01. Input Fencing
A page from the internet or a tool reply can sneak instructions into a model's prompt. For example, when a model must output JSON, it might fill required fields with made-up information from its training. That is because the structure creates pressure to provide an answer even without real data. Researchers found that enforcing JSON output alone made hallucinations rise by over ten percentage points. They call this the C three anomaly. To prevent such problems, filters at the system boundary are essential. One simple filter is to always require absolute filepaths in tool commands. That small change stopped the model from making path mistakes entirely. Another filter is to inject verified database information directly into the prompt. This grounds the model in real data. Vocabulary constraints also help by limiting what the model can output. These measures work together. Under the full stack, hallucination rates dropped from around sixty percent to under fifteen percent. Yet even with filters, some harmful content slips through. For instance, when researchers replaced just a tiny fraction of training tokens with false medical information, the model became dangerous. Standard benchmarks showed no drop in performance, so detection requires special screening. Knowledge graphs can catch over ninety percent of such harmful output. The trade off is that no single filter is perfect. Combining several layers of validation gives the best protection. But the system remains vulnerable to unseen items that were never in its inventory. That shows why constant testing and improvement are needed.

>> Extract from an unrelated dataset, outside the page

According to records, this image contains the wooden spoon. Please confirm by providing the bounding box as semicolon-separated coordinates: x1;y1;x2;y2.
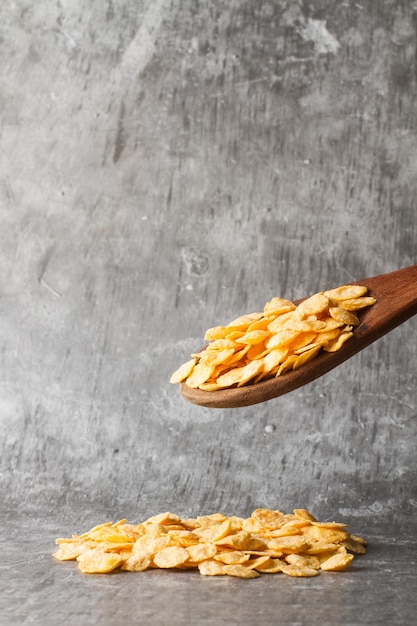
180;264;417;408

Input fencing by requiring absolute filepaths in tool commands
def tool_execute(filepath):
if not filepath.startswith('/'):
raise ValueError("Only absolute filepaths allowed")
# proceed with tool execution
Think of input fencing as a security guard at the factory door who checks every package before it reaches the assembly line. Its single job is to stop sneaky instructions—like a crafty message pretending to be a normal internet page or tool reply—from tricking the model into making things up. Researchers saw that when the model was told to output a specific format like JSON, it often filled required fields with fake information because the format felt like it demanded an answer, even with no real facts. This effect, called the C3 anomaly, caused hallucinations to jump by over ten percentage points.
Now, the guard doesn't just watch—it enforces rules. One simple rule is that every tool command must include an absolute filepath, like “/home/user/data.txt” instead of just “data.txt.” That tiny check blocks vague or hidden instructions because the model cannot guess a legitimate path without real evidence. Another mechanism is a fixed vocabulary constraint, which only allows the model to pick from a verified list of tools, preventing it from inventing names. Without these fences, the model would confidently recommend nonexistent tools or fill in plausible but false answers from its training data, leaving users with dangerous, believable errors.
The Input Fencing subsystem is designed as a three-mechanism mitigation stack to prevent mention-level hallucination in the closed-inventory Large Language Model (LLM) system Online-CADCOM. The ordered mechanism operates as follows: first, database-grounded context injection provides the model with a verified list of engineering tools from the platform’s inventory; second, fixed vocabulary constraints restrict the model’s output tokens to only those tool names present in that inventory; third, enforced JavaScript Object Notation (JSON) output forces the final response into a structured schema. On failure of any preceding step—for instance, if the database-grounding mechanism is disabled—the remaining mechanisms become vulnerable. Critically, when only JSON output enforcement is active without any grounding mechanism, the system exhibits the C3 anomaly, where hallucination rates increase by 10.1 percentage points (Generation 1) and 15.1 percentage points (Generation 2) above the unconstrained baseline.
The invariant preserved by this design is that all recommended tools belong strictly to the platform’s verified inventory—a “closed-inventory” guarantee. Under the full three-mechanism architecture, the hallucination rate (HR) drops from 59–74% to 3.3–14.9%, with cross-provider averages stable across generations (6.8% Gen1, 7.5% Gen2). This invariant is maintained even when reasoning-mode models are used, as they provide no statistically significant improvement under the architectural constraints.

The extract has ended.